When you look at something like a multicore processor, an approach like EMIB does not work so well because signals may have to cross several chips to get to the destination. One answer might seem to be to just use one big EMIB-type layer: a silicon interposer. This has two drawbacks. It’s expensive given that you need to make blank wafers and use them as glorified PCBs. A second drawback is that electrical signals cannot easily cross a lump of silicon that big. You either need active repeaters on the interposer or you redesign the I/O on the chips that sit on top. By this point, you might as well bite the bullet and design those I/O channels to work on the copper channels used on conventional packages. That is more or less what AMD does.

Another problem is how much area these multichip packages take up. You could stack chips on top of each other, which is already a common approach in the processor-and-memory devices that go into mobile phones.

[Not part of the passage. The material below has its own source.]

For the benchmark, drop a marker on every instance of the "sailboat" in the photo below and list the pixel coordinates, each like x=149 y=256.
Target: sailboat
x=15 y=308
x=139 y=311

This is only a cheap option if you have the wiring go around the outside and, again, design the I/O to cope with PCB-style routing. That increases power consumption. One way to avoid that is to drill holes through the chips themselves and use through-silicon vias (TSVs) to route signals from the bottom to the top. The bad news is that TSVs chew up a lot of area because they create stress around each little channel. And they are expensive. AI customers are looking to use a 3D-stacked memory format called HBM, but even they balk at the cost.

On top of these choices, chipmakers are faced with the problem of how to test their devices before they go into these more complex packages. Right now, the answer is they don’t. The kind of testing you can do before a device is packaged is pretty limited. If a chip is a dud, it will render the combo useless, but there isn’t a good way to tell for sure if it is a dud before it goes in. So they do a bit of basic screening and try to exploit techniques such as redundancy in the hope that any flaws are not complete chip killers.

These issues mean that packaging is becoming a much more important part of the picture and it will take some years before winners emerge. They will be those companies who can find a way to combine low cost with performance, perform effective pre-screening of the incoming devices and possibly find a way to come up with a less complex array of choices.